One photo, however, is so disturbing it is covered with a black curtain designed by Stormi Turner (Yurok Tribe). The photo depicts a man standing atop an enormous pile of buffalo skulls in Roucheville, Michigan, while another man stands at the bottom. The pile must be 30 feet high at its apex, and it is impossible to discern the width of the pile, as it exceeds the photo’s edges on both sides.

“We’re really mindful of the fact that the imagery associated with this really devastating history can be painful for non-Natives and Natives to see,” Turner said. “So, we didn’t want to force this particular image on people, but this gives you this sense of devastation.… We didn’t want this to be the first thing people see but we wanted it to be an educational opt-in opportunity. So, we had a native textile person and make this this curtain here. My mom did. It was just important for us to offer this context but not force it onto people and we wanted to be really careful about that.”

Photo of Bear Claw necklace in glass museum case
Pawnee Bear Doctors Society, Bear Claw Necklace, before 1870, remade 1920s with community consent, Nebraska, United States. Photo by Aliza Worthington

An open rejection of the non-Native gaze takes place in the “Illustrating Agency” installation. Under non-Native pressure and “education,” Native artists were encouraged to depict themselves in flat, stereotypical images under the auspices of creating “authentic” art for consumption by non-Native buyers. Allan Houser (Chiricahua Apache) was educated in this style and grew to portray himself and Native people in actually authentic, multi-layered ways.

Houser bristled at the techniques taught at the Santa Fe Indian School’s Painting School, where teachers instructing Native students to paint in a way that would please the predominantly white market. In 1962, he joined the faculty of the newly created Institute of American Indian Arts (IAIA) in Santa Fe, New Mexico, where he was the head of the Sculpture Department.

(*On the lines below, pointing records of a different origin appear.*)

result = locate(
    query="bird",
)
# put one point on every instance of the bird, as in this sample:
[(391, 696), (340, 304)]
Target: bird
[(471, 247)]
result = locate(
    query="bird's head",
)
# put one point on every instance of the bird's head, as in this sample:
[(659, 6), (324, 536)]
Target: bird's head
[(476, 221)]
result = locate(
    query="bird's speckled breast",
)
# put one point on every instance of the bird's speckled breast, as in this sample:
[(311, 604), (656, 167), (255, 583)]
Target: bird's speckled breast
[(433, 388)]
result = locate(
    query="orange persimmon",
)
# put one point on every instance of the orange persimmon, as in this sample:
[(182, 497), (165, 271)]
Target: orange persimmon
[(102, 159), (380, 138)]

The self-portrait below was created by T.C. Cannon (Kiowa/Caddo), a student of Houser’s at IAIA. His self-portrait is arresting and absorbing in both style and the pose he takes. It is a complete rejection of everything early 20th century non-Native educators demanded of their Native students.

T.C. Cannon's (Kiowa/Caddo) 1978 "Self Portrait in the Studio".
T.C. Cannon’s (Kiowa/Caddo) 1978 “Self Portrait in the Studio”. Photo Credit: Mitro Hood, BMA

The myriad of other exhibits include — but are not remotely limited to — a mind- and consciousness-bending installation by Caroline Monnet (Anishinaabe/French) transforming a room with seemingly simple design and material, but meticulous skill and subtle defiance of literal and cultural space; a 40-minute film program curated by Sky Hopinka (Ho-Chunk Nation and a descendant of the Pechanga Band of Luiseño people) uncovering and exploring generational memory; and Marie Watt’s (Seneca Nation and German-Scot ancestry) soaring and overwhelming sculpture made of folded blankets that seem to defy gravity and logic.

(On the left) Caroline Monnet’s (Anishinaabe/French) installation, “River Flows Through Bent Trees.” (On the right) Marie Watt’s (Seneca Nation of Indians and German-Scot ancestry) “Blanket Stories: Beacon, Marker, Ohi-yo.” Photos by Aliza Worthington.

The Preoccupied: Indigenizing the Museum” exhibition is available for viewing until Feb. 16, 2025. The Baltimore Museum of Art is located at 10 Art Museum Drive, Baltimore, MD.